The future of cannabis use in Sin City
The Source, a cannabis company with four locations in the Las Vegas area, primarily serves locals who are “happy to get their product and come home and consume,” CEO Simon Nankervis said.
But the company plans to open a new dispensary in the Arts District – an area filled with craft breweries, small galleries and vintage clothing stores – and use that location for its consumer lounge. A consumer lounge is “in keeping with the way people socialize in this part of town,” Nankervis said.
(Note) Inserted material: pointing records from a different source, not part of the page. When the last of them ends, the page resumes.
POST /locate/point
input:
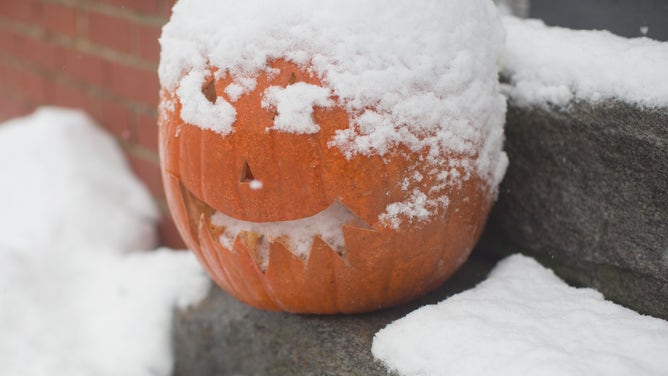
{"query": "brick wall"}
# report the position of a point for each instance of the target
(98, 55)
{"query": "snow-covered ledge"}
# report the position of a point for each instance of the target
(587, 136)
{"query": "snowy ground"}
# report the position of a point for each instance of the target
(77, 294)
(523, 320)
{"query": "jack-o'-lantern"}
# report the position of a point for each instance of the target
(286, 220)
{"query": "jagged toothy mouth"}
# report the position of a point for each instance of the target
(296, 235)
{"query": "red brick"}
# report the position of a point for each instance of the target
(7, 41)
(27, 11)
(168, 234)
(147, 131)
(149, 173)
(11, 107)
(86, 67)
(147, 41)
(65, 95)
(10, 76)
(61, 19)
(38, 52)
(137, 84)
(33, 86)
(114, 117)
(110, 31)
(142, 6)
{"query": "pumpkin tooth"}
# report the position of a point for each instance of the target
(295, 235)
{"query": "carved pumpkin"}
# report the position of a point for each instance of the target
(226, 192)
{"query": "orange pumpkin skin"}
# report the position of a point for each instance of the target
(381, 266)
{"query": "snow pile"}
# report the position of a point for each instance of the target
(523, 320)
(75, 299)
(421, 75)
(557, 65)
(65, 183)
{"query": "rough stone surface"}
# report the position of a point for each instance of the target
(222, 336)
(587, 193)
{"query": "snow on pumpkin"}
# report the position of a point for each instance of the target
(375, 130)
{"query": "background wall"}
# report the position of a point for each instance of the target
(98, 55)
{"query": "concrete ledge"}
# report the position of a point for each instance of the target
(587, 193)
(222, 336)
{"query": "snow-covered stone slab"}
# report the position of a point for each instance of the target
(222, 336)
(523, 320)
(585, 191)
(556, 65)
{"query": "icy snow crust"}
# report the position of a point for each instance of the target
(556, 65)
(523, 320)
(422, 74)
(77, 298)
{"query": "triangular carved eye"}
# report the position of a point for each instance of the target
(292, 78)
(246, 173)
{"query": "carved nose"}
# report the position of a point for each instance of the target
(246, 173)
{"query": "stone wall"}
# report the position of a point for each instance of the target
(587, 193)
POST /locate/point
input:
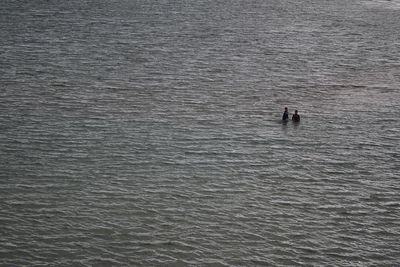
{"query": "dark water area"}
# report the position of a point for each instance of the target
(148, 133)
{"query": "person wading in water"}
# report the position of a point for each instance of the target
(296, 116)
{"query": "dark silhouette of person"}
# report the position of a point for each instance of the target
(285, 116)
(296, 116)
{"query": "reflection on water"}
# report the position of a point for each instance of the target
(150, 133)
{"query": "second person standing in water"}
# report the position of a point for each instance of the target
(296, 116)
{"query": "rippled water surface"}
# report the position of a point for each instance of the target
(148, 133)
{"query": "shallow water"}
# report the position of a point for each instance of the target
(148, 133)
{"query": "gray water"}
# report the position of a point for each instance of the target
(148, 133)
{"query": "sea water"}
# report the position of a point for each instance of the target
(148, 133)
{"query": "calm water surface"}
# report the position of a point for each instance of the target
(148, 133)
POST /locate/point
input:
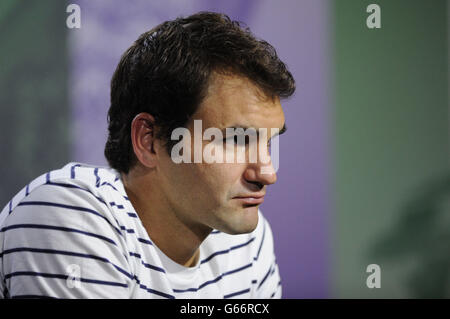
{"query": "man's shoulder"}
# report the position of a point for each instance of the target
(250, 244)
(75, 184)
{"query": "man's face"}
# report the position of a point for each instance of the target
(211, 195)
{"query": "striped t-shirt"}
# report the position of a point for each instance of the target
(73, 233)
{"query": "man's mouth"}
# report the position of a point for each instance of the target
(251, 200)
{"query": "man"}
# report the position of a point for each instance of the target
(150, 226)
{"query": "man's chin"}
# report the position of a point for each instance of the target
(242, 221)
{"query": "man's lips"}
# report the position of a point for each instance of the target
(251, 199)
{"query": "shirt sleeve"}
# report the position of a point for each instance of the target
(59, 243)
(268, 282)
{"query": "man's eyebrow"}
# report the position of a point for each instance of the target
(243, 127)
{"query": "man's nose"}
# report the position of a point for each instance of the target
(261, 173)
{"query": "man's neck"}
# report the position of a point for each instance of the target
(177, 238)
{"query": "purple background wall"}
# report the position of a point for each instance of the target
(298, 206)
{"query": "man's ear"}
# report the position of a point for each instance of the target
(143, 139)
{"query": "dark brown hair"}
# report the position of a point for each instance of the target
(166, 71)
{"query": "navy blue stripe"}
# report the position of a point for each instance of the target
(153, 291)
(265, 277)
(61, 276)
(145, 241)
(129, 231)
(32, 297)
(83, 209)
(67, 185)
(213, 280)
(237, 293)
(226, 251)
(66, 253)
(237, 270)
(97, 178)
(110, 185)
(146, 264)
(72, 170)
(262, 241)
(114, 204)
(66, 229)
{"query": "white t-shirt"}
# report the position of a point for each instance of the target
(73, 233)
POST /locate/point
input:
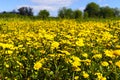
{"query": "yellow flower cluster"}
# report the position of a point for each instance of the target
(59, 49)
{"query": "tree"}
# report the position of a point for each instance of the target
(44, 14)
(85, 15)
(77, 14)
(65, 13)
(25, 11)
(92, 9)
(106, 12)
(116, 12)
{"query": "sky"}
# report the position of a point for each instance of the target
(53, 5)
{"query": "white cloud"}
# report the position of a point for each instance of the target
(81, 8)
(103, 5)
(50, 5)
(53, 2)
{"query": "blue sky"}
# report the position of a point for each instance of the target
(53, 5)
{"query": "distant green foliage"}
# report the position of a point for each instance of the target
(44, 14)
(77, 14)
(106, 12)
(92, 9)
(25, 11)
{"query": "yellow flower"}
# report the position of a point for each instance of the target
(116, 52)
(117, 63)
(66, 52)
(80, 42)
(103, 78)
(54, 45)
(76, 77)
(104, 63)
(85, 75)
(76, 63)
(37, 65)
(77, 69)
(97, 56)
(109, 53)
(85, 55)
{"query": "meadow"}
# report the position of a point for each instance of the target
(59, 50)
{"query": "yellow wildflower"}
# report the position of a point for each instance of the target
(76, 77)
(37, 65)
(116, 52)
(97, 56)
(85, 55)
(104, 63)
(54, 45)
(85, 75)
(117, 63)
(80, 42)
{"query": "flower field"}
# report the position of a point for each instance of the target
(59, 50)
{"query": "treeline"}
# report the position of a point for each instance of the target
(92, 10)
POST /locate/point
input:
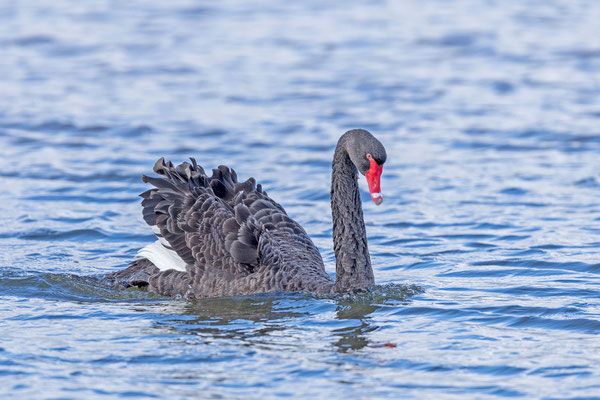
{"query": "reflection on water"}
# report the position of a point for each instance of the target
(489, 112)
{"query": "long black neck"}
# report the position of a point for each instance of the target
(353, 263)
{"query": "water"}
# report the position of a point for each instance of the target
(489, 232)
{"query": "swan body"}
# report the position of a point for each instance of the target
(220, 237)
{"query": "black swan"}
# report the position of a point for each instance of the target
(218, 237)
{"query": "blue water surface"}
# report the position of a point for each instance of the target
(489, 231)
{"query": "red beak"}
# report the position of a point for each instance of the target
(373, 176)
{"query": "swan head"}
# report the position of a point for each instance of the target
(368, 156)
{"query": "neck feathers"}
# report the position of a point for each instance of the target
(353, 263)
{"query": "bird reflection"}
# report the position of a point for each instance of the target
(258, 320)
(354, 337)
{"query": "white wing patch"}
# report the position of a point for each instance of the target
(159, 255)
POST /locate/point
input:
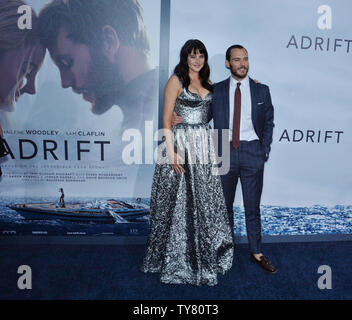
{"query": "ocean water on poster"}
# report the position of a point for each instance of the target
(276, 220)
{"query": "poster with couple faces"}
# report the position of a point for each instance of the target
(301, 50)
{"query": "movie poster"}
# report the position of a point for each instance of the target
(76, 170)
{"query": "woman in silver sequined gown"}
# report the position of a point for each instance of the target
(190, 239)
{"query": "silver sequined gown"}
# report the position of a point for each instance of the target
(190, 238)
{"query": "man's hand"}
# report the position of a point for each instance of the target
(175, 119)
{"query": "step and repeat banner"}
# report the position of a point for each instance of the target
(81, 149)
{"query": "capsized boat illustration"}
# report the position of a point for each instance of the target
(98, 211)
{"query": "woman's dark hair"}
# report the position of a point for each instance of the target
(181, 70)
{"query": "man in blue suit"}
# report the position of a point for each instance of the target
(244, 117)
(242, 109)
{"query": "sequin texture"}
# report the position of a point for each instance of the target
(190, 238)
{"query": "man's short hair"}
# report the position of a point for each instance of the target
(235, 46)
(84, 21)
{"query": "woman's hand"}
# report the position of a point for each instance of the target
(177, 163)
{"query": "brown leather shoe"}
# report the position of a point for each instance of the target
(264, 263)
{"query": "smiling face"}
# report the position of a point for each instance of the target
(238, 64)
(18, 66)
(195, 61)
(86, 71)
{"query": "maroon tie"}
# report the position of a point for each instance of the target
(236, 118)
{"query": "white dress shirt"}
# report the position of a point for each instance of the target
(246, 125)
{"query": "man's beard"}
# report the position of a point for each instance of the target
(239, 75)
(105, 81)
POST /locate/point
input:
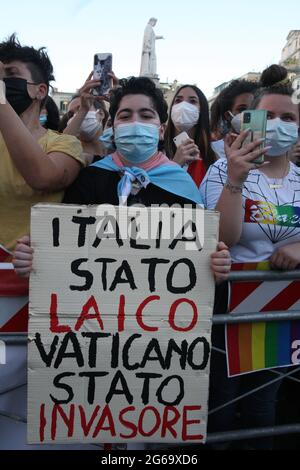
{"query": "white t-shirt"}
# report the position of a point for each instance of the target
(271, 217)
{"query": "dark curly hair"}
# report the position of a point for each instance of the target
(139, 86)
(274, 81)
(37, 60)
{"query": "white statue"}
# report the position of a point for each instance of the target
(148, 65)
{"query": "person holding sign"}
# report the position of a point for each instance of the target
(137, 172)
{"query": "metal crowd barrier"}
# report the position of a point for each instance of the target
(236, 435)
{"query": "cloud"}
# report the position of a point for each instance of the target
(80, 5)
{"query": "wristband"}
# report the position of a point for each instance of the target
(232, 188)
(2, 92)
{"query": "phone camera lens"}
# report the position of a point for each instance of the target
(247, 118)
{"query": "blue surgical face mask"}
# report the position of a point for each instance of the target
(107, 140)
(43, 119)
(137, 142)
(281, 136)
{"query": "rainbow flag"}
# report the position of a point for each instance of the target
(257, 346)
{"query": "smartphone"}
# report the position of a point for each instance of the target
(102, 66)
(256, 120)
(180, 138)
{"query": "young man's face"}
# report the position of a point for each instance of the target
(138, 108)
(18, 69)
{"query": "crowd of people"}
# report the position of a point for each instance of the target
(120, 149)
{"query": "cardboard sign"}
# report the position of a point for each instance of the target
(121, 302)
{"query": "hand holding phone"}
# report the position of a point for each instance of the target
(256, 121)
(102, 69)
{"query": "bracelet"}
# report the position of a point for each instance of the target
(2, 92)
(232, 188)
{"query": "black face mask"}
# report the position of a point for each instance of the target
(17, 94)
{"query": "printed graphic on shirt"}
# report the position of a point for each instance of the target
(260, 212)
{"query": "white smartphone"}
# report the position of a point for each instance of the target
(180, 138)
(102, 66)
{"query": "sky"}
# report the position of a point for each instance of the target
(206, 42)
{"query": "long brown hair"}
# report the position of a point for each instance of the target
(202, 134)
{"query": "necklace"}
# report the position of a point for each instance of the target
(280, 185)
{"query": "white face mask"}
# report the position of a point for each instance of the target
(90, 126)
(185, 116)
(281, 136)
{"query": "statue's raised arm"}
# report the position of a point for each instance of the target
(148, 64)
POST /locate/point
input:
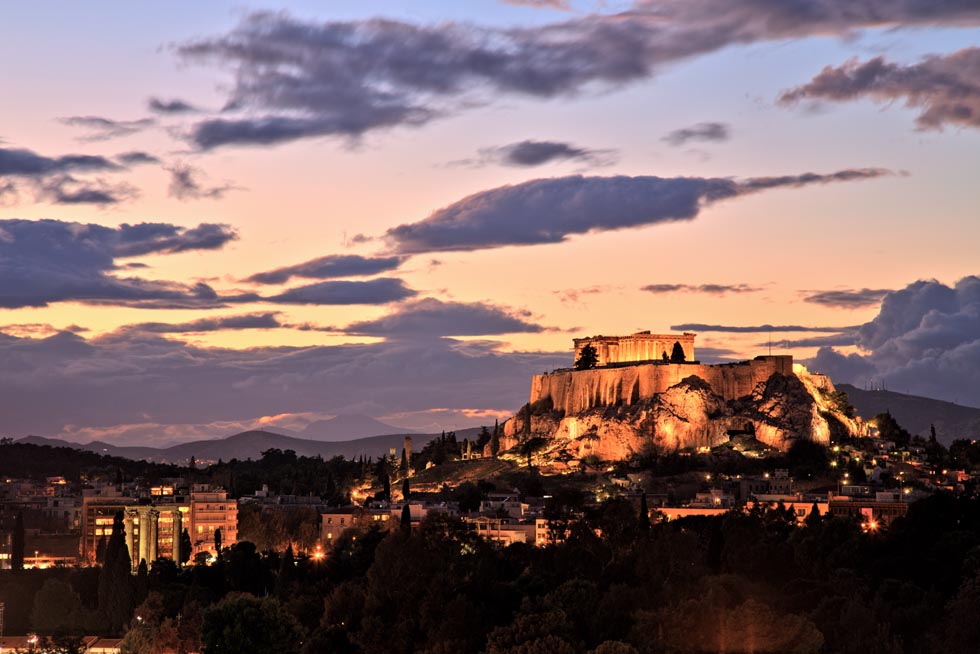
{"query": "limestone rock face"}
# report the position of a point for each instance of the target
(689, 414)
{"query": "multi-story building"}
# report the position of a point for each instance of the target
(211, 510)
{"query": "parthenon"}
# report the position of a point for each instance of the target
(641, 346)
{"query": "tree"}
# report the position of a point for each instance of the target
(890, 430)
(116, 586)
(242, 624)
(185, 546)
(644, 518)
(588, 358)
(17, 544)
(57, 609)
(406, 519)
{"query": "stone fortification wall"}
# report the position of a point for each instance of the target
(575, 391)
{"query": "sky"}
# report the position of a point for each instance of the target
(229, 216)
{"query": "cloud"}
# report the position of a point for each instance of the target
(562, 5)
(132, 378)
(329, 267)
(170, 106)
(842, 339)
(296, 79)
(136, 158)
(67, 189)
(754, 329)
(945, 89)
(374, 291)
(53, 179)
(551, 210)
(430, 318)
(186, 184)
(710, 289)
(19, 162)
(575, 295)
(103, 129)
(924, 340)
(44, 261)
(526, 154)
(267, 320)
(702, 132)
(849, 298)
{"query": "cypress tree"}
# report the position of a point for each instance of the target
(644, 514)
(185, 547)
(406, 519)
(17, 544)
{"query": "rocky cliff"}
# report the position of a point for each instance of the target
(688, 414)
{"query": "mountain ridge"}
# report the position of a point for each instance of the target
(251, 444)
(917, 413)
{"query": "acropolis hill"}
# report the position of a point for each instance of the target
(636, 397)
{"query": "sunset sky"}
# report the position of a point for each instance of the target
(218, 216)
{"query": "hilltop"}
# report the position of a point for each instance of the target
(916, 414)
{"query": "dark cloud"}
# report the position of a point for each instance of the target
(186, 184)
(44, 261)
(710, 289)
(134, 378)
(848, 299)
(136, 158)
(834, 340)
(329, 267)
(268, 320)
(373, 291)
(170, 106)
(27, 163)
(925, 340)
(754, 329)
(54, 179)
(944, 89)
(702, 132)
(551, 210)
(431, 318)
(103, 129)
(526, 154)
(296, 79)
(67, 189)
(575, 295)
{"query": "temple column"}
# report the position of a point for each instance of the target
(129, 523)
(144, 536)
(154, 525)
(177, 531)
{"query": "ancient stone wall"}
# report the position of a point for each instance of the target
(574, 391)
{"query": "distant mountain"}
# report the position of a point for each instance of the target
(916, 413)
(349, 427)
(251, 444)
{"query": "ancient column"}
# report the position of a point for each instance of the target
(129, 522)
(144, 536)
(154, 525)
(177, 531)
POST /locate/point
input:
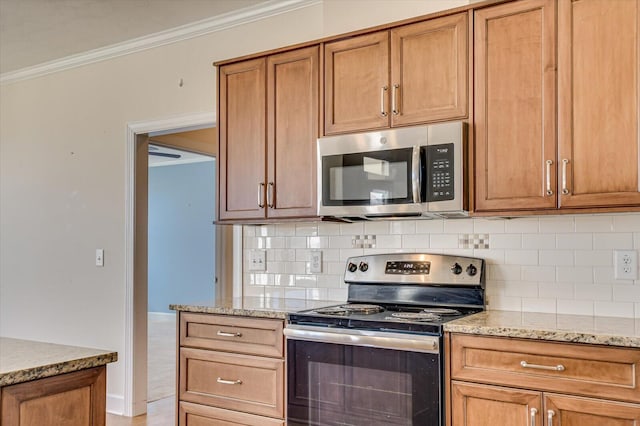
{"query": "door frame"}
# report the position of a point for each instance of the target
(135, 346)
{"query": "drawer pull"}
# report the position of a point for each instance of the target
(532, 414)
(228, 382)
(226, 334)
(558, 367)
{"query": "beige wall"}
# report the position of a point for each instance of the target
(62, 168)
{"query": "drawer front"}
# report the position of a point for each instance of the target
(232, 381)
(229, 333)
(201, 415)
(579, 369)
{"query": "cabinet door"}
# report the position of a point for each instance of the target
(429, 64)
(356, 92)
(292, 99)
(242, 141)
(574, 411)
(515, 99)
(598, 66)
(483, 405)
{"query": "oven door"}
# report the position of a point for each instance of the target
(362, 378)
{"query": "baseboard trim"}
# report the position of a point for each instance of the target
(115, 404)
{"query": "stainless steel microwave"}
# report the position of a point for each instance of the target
(397, 173)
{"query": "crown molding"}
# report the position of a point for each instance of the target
(174, 35)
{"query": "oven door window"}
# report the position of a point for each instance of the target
(330, 384)
(367, 178)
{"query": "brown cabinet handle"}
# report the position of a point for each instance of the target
(227, 334)
(558, 367)
(383, 109)
(228, 382)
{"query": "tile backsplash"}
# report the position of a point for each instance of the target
(557, 264)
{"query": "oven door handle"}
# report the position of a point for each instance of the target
(385, 340)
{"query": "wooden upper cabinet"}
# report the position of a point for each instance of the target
(412, 74)
(242, 115)
(356, 87)
(429, 70)
(515, 98)
(598, 70)
(292, 99)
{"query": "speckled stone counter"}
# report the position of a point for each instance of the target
(624, 332)
(259, 307)
(25, 360)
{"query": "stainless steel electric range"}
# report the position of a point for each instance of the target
(378, 358)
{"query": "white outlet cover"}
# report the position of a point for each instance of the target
(626, 264)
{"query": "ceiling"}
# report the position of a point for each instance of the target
(33, 32)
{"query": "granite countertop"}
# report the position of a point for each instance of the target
(259, 307)
(25, 360)
(624, 332)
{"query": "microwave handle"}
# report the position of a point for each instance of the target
(415, 174)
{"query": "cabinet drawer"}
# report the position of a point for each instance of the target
(232, 334)
(579, 369)
(233, 381)
(201, 415)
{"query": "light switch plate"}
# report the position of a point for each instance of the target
(257, 260)
(315, 266)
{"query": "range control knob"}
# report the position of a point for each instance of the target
(472, 270)
(456, 269)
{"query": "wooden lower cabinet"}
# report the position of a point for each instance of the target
(503, 381)
(230, 370)
(71, 399)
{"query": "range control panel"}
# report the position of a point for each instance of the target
(439, 172)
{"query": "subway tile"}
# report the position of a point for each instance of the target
(429, 226)
(504, 303)
(539, 305)
(593, 257)
(389, 241)
(574, 274)
(376, 227)
(522, 225)
(613, 309)
(556, 290)
(402, 227)
(538, 273)
(538, 241)
(415, 241)
(458, 226)
(613, 241)
(506, 241)
(521, 257)
(627, 222)
(488, 226)
(575, 307)
(556, 224)
(593, 292)
(557, 257)
(594, 223)
(443, 240)
(582, 241)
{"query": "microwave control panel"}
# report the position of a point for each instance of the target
(440, 173)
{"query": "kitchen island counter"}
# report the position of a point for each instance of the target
(597, 330)
(26, 360)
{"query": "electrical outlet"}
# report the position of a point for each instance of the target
(257, 260)
(315, 266)
(626, 264)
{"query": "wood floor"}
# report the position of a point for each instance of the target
(161, 371)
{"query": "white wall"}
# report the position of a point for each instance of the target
(62, 169)
(556, 264)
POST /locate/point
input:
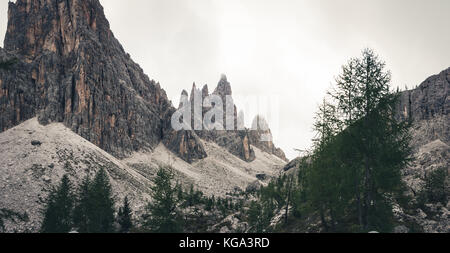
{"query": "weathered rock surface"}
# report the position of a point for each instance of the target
(28, 171)
(71, 69)
(261, 137)
(238, 141)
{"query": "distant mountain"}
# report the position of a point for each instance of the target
(71, 69)
(237, 142)
(73, 102)
(428, 107)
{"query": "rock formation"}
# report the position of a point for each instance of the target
(71, 69)
(238, 141)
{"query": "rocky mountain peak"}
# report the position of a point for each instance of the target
(71, 69)
(262, 138)
(36, 26)
(260, 123)
(223, 88)
(205, 91)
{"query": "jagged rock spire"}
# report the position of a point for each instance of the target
(35, 26)
(73, 70)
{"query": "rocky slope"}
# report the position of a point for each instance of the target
(240, 141)
(71, 69)
(428, 106)
(74, 102)
(34, 158)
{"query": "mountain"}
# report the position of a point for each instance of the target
(73, 102)
(428, 107)
(71, 69)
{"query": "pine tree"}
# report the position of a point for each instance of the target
(162, 214)
(59, 208)
(94, 212)
(6, 65)
(101, 216)
(124, 217)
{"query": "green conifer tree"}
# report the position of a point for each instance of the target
(59, 208)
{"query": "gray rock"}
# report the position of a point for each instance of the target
(401, 230)
(72, 69)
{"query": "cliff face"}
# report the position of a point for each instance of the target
(239, 142)
(428, 106)
(261, 137)
(71, 69)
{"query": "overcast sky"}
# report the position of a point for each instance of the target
(292, 49)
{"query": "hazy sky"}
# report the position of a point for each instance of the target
(292, 49)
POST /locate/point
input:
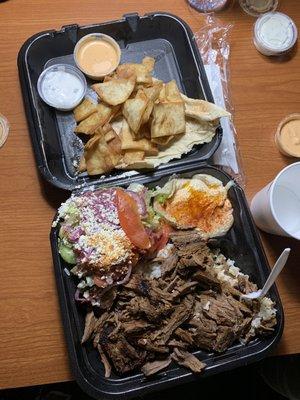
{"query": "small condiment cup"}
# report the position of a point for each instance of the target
(279, 139)
(276, 207)
(101, 37)
(60, 102)
(275, 34)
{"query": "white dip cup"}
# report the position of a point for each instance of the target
(276, 208)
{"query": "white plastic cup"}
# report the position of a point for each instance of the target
(276, 208)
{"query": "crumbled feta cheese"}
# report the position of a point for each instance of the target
(166, 251)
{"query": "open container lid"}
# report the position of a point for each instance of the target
(160, 35)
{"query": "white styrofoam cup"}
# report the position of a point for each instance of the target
(276, 207)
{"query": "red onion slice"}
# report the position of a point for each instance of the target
(141, 204)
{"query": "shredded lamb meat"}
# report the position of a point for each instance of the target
(194, 304)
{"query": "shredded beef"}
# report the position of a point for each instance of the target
(148, 322)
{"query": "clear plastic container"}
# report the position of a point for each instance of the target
(62, 86)
(208, 5)
(275, 33)
(255, 8)
(4, 129)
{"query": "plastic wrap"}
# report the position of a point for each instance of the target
(214, 46)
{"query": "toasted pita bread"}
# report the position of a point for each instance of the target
(168, 119)
(84, 109)
(132, 156)
(128, 142)
(97, 156)
(133, 110)
(115, 91)
(203, 110)
(142, 71)
(163, 141)
(89, 125)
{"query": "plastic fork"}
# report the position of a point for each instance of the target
(280, 263)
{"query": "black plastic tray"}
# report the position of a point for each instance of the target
(241, 244)
(163, 36)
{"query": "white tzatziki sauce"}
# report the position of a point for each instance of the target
(62, 89)
(276, 31)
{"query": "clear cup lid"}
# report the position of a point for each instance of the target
(4, 129)
(258, 7)
(275, 32)
(62, 86)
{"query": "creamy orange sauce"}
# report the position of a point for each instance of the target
(97, 57)
(199, 206)
(289, 137)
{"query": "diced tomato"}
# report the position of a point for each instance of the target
(130, 220)
(165, 233)
(99, 282)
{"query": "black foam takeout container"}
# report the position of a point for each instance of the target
(170, 41)
(162, 36)
(241, 244)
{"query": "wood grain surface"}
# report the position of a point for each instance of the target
(264, 90)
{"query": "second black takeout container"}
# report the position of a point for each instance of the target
(240, 244)
(162, 36)
(170, 41)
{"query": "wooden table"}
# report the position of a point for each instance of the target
(263, 91)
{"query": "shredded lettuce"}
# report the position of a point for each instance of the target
(66, 251)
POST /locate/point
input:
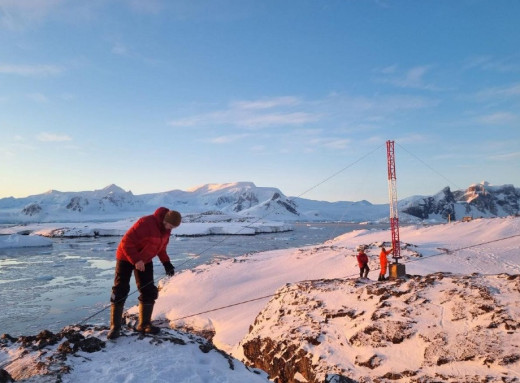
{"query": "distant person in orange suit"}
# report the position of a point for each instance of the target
(362, 259)
(383, 260)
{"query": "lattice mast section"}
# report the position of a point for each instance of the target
(392, 193)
He hopes the regulations will allow businesses to have outdoor consumption areas.
“The weather is incredible [in Nevada]”Nankervis said.” Outdoor dining is available year round, why can’t we have outdoor dining lounges? “
But some Vegas weed advocates dream much bigger. Segerblom envision a day when people can take a Pilates class or massage studios, or even blow on a joint while having their hair cut.
“Lounges are just the first step,” he said. “It’s going to be crazy.”